Why do shell script comparisons often use x$VAR = xyes?

I see this often in the build scripts of projects that use autotools (autoconf, automake). When somebody wants to check the value of a shell variable, they frequently use this idiom:

if test "x$SHELL_VAR" = "xyes"; then
...

What is the advantage to this over simply checking the value like this:

if test $SHELL_VAR = "yes"; then
...

I figure there must be some reason that I see this so often, but I can't figure out what it is.

27190 次浏览

I used to do that in DOS when the SHELL_VAR might be undefined.

I believe its due to

SHELLVAR=$(true)
if test $SHELLVAR  = "yes" ; then echo "yep" ; fi


# bash: test: =: unary operator expected

as well as

if test $UNDEFINEDED = "yes" ; then echo "yep" ; fi
# bash: test: =: unary operator expected

and

SHELLVAR=" hello"
if test $SHELLVAR = "hello" ; then echo "yep" ; fi
# yep

however, this should usually work

SHELLVAR=" hello"
if test "$SHELLVAR" = "hello" ; then echo "yep" ; fi
#<no output>

but when it complains in output somewhere else, its hard to tell what its complaining about I guess, so

SHELLVAR=" hello"
if test "x$SHELLVAR" = "xhello" ; then echo "yep" ; fi

works just as well, but would be easier to debug.

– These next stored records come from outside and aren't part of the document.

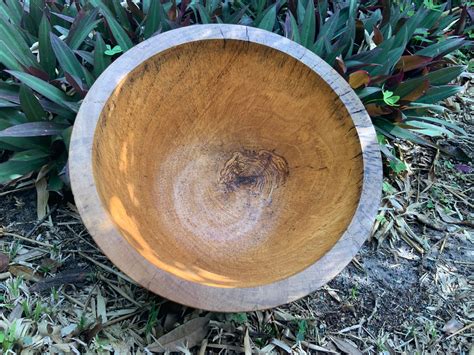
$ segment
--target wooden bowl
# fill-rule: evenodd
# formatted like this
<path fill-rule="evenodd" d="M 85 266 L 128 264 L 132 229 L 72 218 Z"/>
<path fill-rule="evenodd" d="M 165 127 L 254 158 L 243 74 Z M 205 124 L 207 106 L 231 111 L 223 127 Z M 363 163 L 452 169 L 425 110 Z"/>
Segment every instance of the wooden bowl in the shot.
<path fill-rule="evenodd" d="M 115 265 L 216 311 L 328 282 L 369 235 L 382 183 L 348 84 L 302 46 L 235 25 L 170 31 L 114 62 L 81 106 L 70 174 Z"/>

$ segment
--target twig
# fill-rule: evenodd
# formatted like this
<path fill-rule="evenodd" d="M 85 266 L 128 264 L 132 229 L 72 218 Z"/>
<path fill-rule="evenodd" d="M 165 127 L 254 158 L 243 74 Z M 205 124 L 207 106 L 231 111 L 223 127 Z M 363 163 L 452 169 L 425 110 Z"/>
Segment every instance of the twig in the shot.
<path fill-rule="evenodd" d="M 25 237 L 26 238 L 31 237 L 33 235 L 33 233 L 36 232 L 36 230 L 43 224 L 43 222 L 46 221 L 46 219 L 48 219 L 49 216 L 51 216 L 51 214 L 54 211 L 56 211 L 57 209 L 58 209 L 57 205 L 54 206 L 53 208 L 50 208 L 49 212 L 46 213 L 43 218 L 41 218 L 39 221 L 37 221 L 35 223 L 35 225 L 33 226 L 33 228 L 28 233 L 25 234 Z"/>
<path fill-rule="evenodd" d="M 33 244 L 38 244 L 38 245 L 41 245 L 41 246 L 47 247 L 47 248 L 54 247 L 54 245 L 52 245 L 52 244 L 45 243 L 45 242 L 40 242 L 40 241 L 31 239 L 31 238 L 27 238 L 27 237 L 23 237 L 22 235 L 19 235 L 19 234 L 16 234 L 16 233 L 1 232 L 1 235 L 5 235 L 7 237 L 13 237 L 13 238 L 16 238 L 16 239 L 21 239 L 21 240 L 24 240 L 24 241 L 27 241 L 27 242 L 30 242 L 30 243 L 33 243 Z"/>
<path fill-rule="evenodd" d="M 111 274 L 114 274 L 115 276 L 118 276 L 120 277 L 121 279 L 127 281 L 127 282 L 130 282 L 131 284 L 133 285 L 136 285 L 136 282 L 133 281 L 131 278 L 129 278 L 128 276 L 122 274 L 121 272 L 118 272 L 114 269 L 112 269 L 110 266 L 107 266 L 107 265 L 104 265 L 100 262 L 98 262 L 97 260 L 94 260 L 92 259 L 90 256 L 87 256 L 86 254 L 84 254 L 82 251 L 78 252 L 78 254 L 80 256 L 82 256 L 84 259 L 87 259 L 89 260 L 90 262 L 96 264 L 97 266 L 101 267 L 102 269 L 106 270 L 107 272 L 111 273 Z"/>
<path fill-rule="evenodd" d="M 141 313 L 141 312 L 143 312 L 143 309 L 137 309 L 135 312 L 132 312 L 132 313 L 129 313 L 129 314 L 125 314 L 125 315 L 123 315 L 123 316 L 121 316 L 121 317 L 117 317 L 117 318 L 115 318 L 115 319 L 109 320 L 108 322 L 105 322 L 105 323 L 102 325 L 102 327 L 103 327 L 103 328 L 106 328 L 106 327 L 111 326 L 111 325 L 113 325 L 113 324 L 115 324 L 115 323 L 121 322 L 121 321 L 123 321 L 123 320 L 125 320 L 125 319 L 128 319 L 128 318 L 130 318 L 130 317 L 132 317 L 132 316 L 135 316 L 135 315 L 137 315 L 137 314 L 139 314 L 139 313 Z"/>

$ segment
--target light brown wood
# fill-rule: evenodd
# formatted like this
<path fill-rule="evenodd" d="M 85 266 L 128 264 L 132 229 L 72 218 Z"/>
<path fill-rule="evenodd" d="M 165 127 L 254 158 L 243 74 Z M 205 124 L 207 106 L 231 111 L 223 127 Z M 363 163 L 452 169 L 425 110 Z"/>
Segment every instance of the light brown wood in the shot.
<path fill-rule="evenodd" d="M 97 80 L 71 142 L 91 235 L 143 286 L 220 311 L 268 308 L 335 276 L 380 200 L 375 132 L 320 58 L 278 35 L 156 36 Z"/>

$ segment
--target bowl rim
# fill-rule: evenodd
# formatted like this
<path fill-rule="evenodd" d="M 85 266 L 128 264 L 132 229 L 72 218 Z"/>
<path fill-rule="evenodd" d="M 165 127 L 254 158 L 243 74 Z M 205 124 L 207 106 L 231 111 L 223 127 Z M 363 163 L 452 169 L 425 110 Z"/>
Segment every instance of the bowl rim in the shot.
<path fill-rule="evenodd" d="M 133 69 L 172 47 L 202 40 L 248 41 L 283 52 L 319 75 L 339 96 L 355 125 L 361 144 L 363 182 L 352 220 L 336 244 L 319 260 L 286 279 L 256 287 L 222 288 L 181 279 L 159 269 L 120 234 L 95 186 L 92 147 L 102 108 L 117 84 Z M 220 312 L 276 307 L 315 291 L 352 260 L 370 235 L 382 191 L 382 162 L 375 129 L 362 102 L 329 64 L 303 46 L 265 30 L 227 24 L 193 25 L 156 35 L 128 50 L 96 80 L 82 102 L 74 124 L 69 153 L 71 188 L 76 206 L 94 241 L 129 278 L 172 301 Z"/>

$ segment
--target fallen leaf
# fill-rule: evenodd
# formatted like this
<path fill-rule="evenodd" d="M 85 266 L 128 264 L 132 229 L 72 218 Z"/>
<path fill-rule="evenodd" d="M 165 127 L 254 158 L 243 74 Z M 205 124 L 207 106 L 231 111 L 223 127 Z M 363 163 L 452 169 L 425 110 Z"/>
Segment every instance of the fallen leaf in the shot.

If you don't do the "x$SHELL_VAR" thing, then if $SHELL_VAR is undefined, you get an error about "=" not being a monadic operator or something like that.

If you're using a shell that does simple substitution and the SHELL_VAR variable does not exist (or is blank), then you need to watch out for the edge cases. The following translations will happen:

if test $SHELL_VAR = yes; then        -->  if test = yes; then
if test x$SHELL_VAR = xyes; then      -->  if test x = xyes; then

The first of these will generate an error since the fist argument to test has gone missing. The second does not have that problem.

Your case translates as follows:

if test "x$SHELL_VAR" = "xyes"; then  -->  if test "x" = "xyes"; then

The x, at least for POSIX-compliant shells, is actually redundant since the quotes ensue that both an empty argument and one containing spaces are interpreted as a single object.

There's two reasons that I know of for this convention:

http://tldp.org/LDP/abs/html/comparison-ops.html

In a compound test, even quoting the string variable might not suffice. [ -n "$string" -o "$a" = "$b" ] may cause an error with some versions of Bash if $string is empty. The safe way is to append an extra character to possibly empty variables, [ "x$string" != x -o "x$a" = "x$b" ] (the "x's" cancel out).

Second, in other shells than Bash, especially older ones, the test conditions like '-z' to test for an empty variable did not exist, so while this:

if [ -z "$SOME_VAR" ]; then
echo "this variable is not defined"
fi

will work fine in BASH, if you're aiming for portability across various UNIX environments where you can't be sure that the default shell will be Bash and whether it supports the -z test condition, it's safer to use the form if [ "x$SOME_VAR" = "x" ] since that will always have the intended effect. Essentially this is an old shell scripting trick for finding an empty variable, and it's still used today for backwards compatibility despite there being cleaner methods available.

The other reason that no-one else has yet mentioned is in relation to option processing. If you write:

if [ "$1" = "abc" ]; then ...

and $1 has the value '-n', the syntax of the test command is ambiguous; it is not clear what you were testing. The 'x' at the front prevents a leading dash from causing trouble.

You have to be looking at really ancient shells to find one where the test command does not have support for -n or -z; the Version 7 (1978) test command included them. It isn't quite irrelevant - some Version 6 UNIX stuff escaped into BSD, but these days, you'd be extremely hard pressed to find anything that ancient in current use.

Not using double quotes around values is dangerous, as a number of other people pointed out. Indeed, if there's a chance that file names might contain spaces (MacOS X and Windows both encourage that to some extent, and Unix has always supported it, though tools like xargs make it harder), then you should enclose file names in double quotes every time you use them too. Unless you are in charge of the value (e.g. during option handling, and you set the variable to 'no' at startup and 'yes' when a flag is included in the command line) then it is not safe to use unquoted forms of variables until you've proved them safe -- and you may as well do it all the time for many purposes. Or document that your scripts will fail horribly if users attempt to process files with blanks in the names. (And there are other characters to worry about too -- backticks could be rather nasty too, for instance.)

I recommend instead:

if test "yes" = "$SHELL_VAR"; then

since it does away with the ugly x, and still solves the problem mentioned by https://stackoverflow.com/a/174288/895245 that $SHELL_VAR may start with - and be read as an option.